New Zealand civil servant

Tame Te Rangi is a New Zealand civil servant, administrator and sport commentator. Of Māori descent, he identifies with the Ngāti Whātua iwi. He has held roles relating to the New Zealand Qualifications Authority, Te Māngai Pāho, Ngati Whatua and Hato Petera College.

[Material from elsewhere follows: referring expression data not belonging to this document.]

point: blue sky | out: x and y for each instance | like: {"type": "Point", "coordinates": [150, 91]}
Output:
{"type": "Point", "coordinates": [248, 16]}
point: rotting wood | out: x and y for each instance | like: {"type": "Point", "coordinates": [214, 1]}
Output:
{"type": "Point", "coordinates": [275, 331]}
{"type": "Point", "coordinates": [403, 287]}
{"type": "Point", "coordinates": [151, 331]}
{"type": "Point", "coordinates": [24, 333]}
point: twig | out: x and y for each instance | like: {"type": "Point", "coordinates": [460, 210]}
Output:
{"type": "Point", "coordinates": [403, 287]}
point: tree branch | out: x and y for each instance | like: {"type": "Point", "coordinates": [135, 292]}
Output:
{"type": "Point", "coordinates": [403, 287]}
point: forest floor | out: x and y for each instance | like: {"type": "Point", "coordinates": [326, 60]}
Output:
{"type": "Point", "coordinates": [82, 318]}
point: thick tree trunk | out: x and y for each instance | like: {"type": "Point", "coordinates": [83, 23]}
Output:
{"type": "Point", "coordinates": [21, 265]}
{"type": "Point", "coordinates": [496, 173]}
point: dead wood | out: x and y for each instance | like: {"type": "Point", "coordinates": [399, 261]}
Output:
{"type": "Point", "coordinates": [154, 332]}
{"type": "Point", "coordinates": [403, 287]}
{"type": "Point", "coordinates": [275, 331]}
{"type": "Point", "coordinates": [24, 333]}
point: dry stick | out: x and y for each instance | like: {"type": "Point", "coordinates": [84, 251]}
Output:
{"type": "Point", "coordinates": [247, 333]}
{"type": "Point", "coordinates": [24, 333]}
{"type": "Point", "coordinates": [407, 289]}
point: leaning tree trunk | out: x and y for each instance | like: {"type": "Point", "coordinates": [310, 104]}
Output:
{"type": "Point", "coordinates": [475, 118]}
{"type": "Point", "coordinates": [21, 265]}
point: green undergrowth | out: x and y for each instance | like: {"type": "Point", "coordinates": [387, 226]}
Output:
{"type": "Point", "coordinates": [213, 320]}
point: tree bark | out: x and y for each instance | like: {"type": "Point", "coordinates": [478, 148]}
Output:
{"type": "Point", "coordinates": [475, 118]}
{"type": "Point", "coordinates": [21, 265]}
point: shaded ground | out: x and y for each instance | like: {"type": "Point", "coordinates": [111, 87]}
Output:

In the 1990s Te Rangi worked for the New Zealand Qualifications Authority, where he establish contacts which later got him a job at Te Māngai Pāho, working for chief executive Trevor Moeke. Conflicts of interest between his Te Māngai Pāho roles and later-developed sports commentating roles for Maori Sports Casting International (which received funding overseen by Te Rangi from Te Māngai Pāho) were revealed as part of a campaign against Te Māngai Pāho by politician Rodney Hide. The affair cost Te Rangi, Moeke and chairman Toby Curtis their jobs. It also emerged that in the early 1990s Te Rangi was convicted of fraud for stealing almost $40,000 from a Ngāti Whātua trust and served five months in jail; Te Rangi had not been asked about previous criminal convictions prior to being offered a full-time job.

In 2015 Te Rangi chaired the selection panel for Auckland Council's Independent Maori Statutory Board, which was involved in a high-profile legal and political battle with Auckland Council and candidate Willie Jackson. Jackson and Te Rangi are both on the board of Hato Petera Trust.